Although legislation currently holds back widespread commercial deployment of drones, trials are showing the potential for cargo delivery, as well as applications such as inspection and security. Key to achieving flight safety, as well as power efficiency, are drone propulsion systems. maxon’s engineering expert for aerospace applications, Andrew Gibson, discusses the status of the drone market and the future requirements for drone propulsion systems.

Last summer, Royal Mail began the trial of drone delivery for payloads of up to 6kg in the Orkney Islands.
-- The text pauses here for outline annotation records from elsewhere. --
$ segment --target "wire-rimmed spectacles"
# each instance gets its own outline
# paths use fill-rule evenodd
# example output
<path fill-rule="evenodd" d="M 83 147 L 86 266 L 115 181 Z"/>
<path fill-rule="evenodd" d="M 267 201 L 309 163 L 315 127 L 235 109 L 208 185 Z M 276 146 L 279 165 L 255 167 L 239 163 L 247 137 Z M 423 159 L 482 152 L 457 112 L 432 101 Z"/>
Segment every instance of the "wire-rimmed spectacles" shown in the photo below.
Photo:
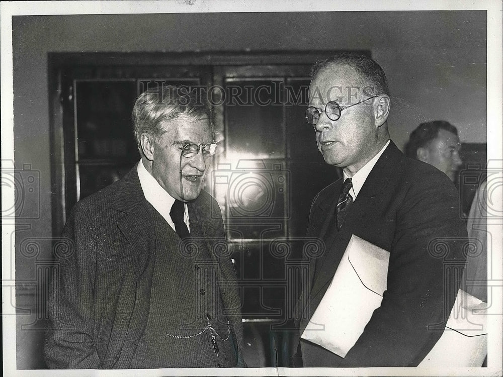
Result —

While the geography of the Orkneys lends itself to the advantages of drone flight, and the sparse population reduces safety concerns, lightweight deliveries by drone have also been taking place in Dublin. Drone firm Manna has been delivering products like groceries and medical supplies to homes in the Blanchardstown suburb since February this year. 

Despite the success of these trials, a key reason why the commercial use of drones hasn’t been more widespread is the inherent safety concerns of flight taking place close to people and infrastructure. These concerns are backed up by legislation on drone flight. In general, in the UK, the current ruling prevents beyond visual line of sight (BVLOS) unmanned flight, meaning that the drone pilot must be able to see the aircraft and the surrounding airspace continually and unaided.

While aviation safety regulators in the UK, as well as Europe and the US, are cautious about relaxing the rules, the UK Government is currently reviewing the potential of allowing BVLOS for certain purposes, such as infrastructure inspection.